Antique or modern, each sugarhouse will contain an evaporator used to boil down the sap into syrup. Evaporators are made up of one or more flat pans which sit on an "arch," a type of firebox. Wood or oil, and sometimes gas or coal is burned at the front end, and the flames are drawn along the underside of the pan, heating and boiling the sap as they travel towards the rear. It commonly takes about one cord of wood or sixty gallons of oil to boil down 800 gallons of sap into maple syrup. Depending on the size of the evaporator and the number of trees tapped, this may represent anywhere from two hours to two whole days of boiling. The basic design of maple syrup evaporators has changed little over the years, although sugarmakers are always tinkering with new designs to make the process faster or more fuel efficient. The size of the evaporator depends on the number of trees a producer has tapped. Most are from two feet wide and six feet long up to six feet wide by twenty feet long. Many backyard and hobby sugarmakers use smaller arrangements, or boil down their sap on the kitchen stove.

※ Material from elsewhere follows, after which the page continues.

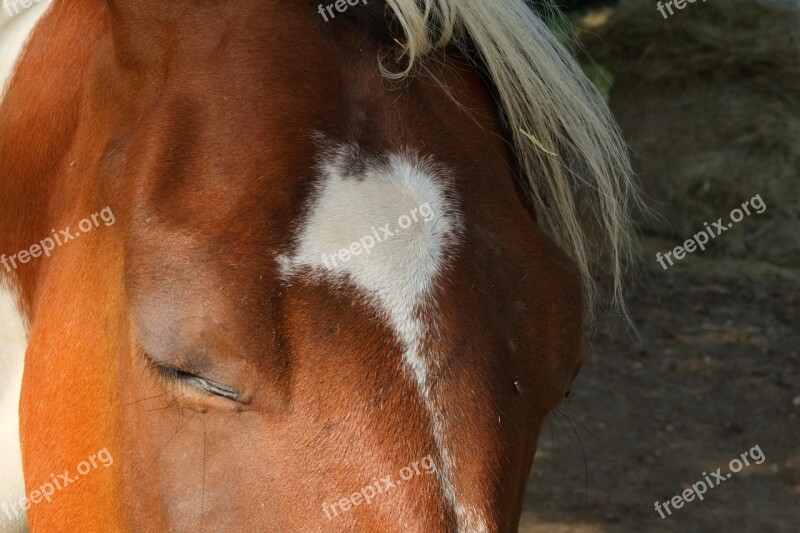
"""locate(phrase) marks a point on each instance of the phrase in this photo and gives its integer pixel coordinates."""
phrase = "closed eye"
(186, 378)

An evaporator pan is divided into partitions, so that the sap is continuously flowing through the pan. Fresh sap enters at the back of the pan, where a float valve keeps the sap about an inch deep. As the water is boiled off, two things happen: First, the liquid becomes sweeter, and begins to move towards the front of the pan, traveling through the partitions. Secondly, more fresh sap is allowed into the rear of the pan. In this way the water is constantly being evaporated away, the liquid is becoming sweeter as it moves towards the front of the pan, and the float valve in the rear is always allowing more sap to be added to keep the level about an inch deep. It takes about forty gallons of this slightly sweet sap, boiled down, to make one gallon of pure maple syrup.
The sugarmaker concentrates his attention to the front of the evaporator where the boiling sap is turning a golden color as it approaches being maple syrup. From time to time he will check the temperature of the boiling liquid. When it reaches seven and a half degrees above the boiling point of water, it has reached proper density and has become maple syrup. Another way of checking for the proper density or sugar content is to place a scoop into the boiling syrup. If the drops along the bottom edge of the scoop begin to hold together like a sheet or apron, then the sugarmaker knows the syrup is done. Coming from the tree, maple sap is approximately 98% water and 2% sugar. When the syrup is finished, it is only 33% water and 67% sugar.
At this stage a valve on the front of the pan is opened and some of the finished boiling syrup is drawn off the pan and is filtered. After filtering, the syrup is bottled and is ready for sale or ready for a fresh pile of warm pancakes.
The length of the sugaring season is totally dependent upon the weather. It may last only a few weeks, or as long as six or eight weeks. As the days become increasingly warmer, and the nights rarely get below freezing, the buds on the branches of the maple trees begin to swell, marking the end of the season. Chemical changes take place within the tree as baby leaves begin to form within the buds. At this time the sap is no longer suitable for boiling down into syrup. Sugarmakers know it is now time to clean up all the buckets, spouts, tanks, and miles of tubing with plenty of hot water so that the equipment can be put into storage and ready for the next winter.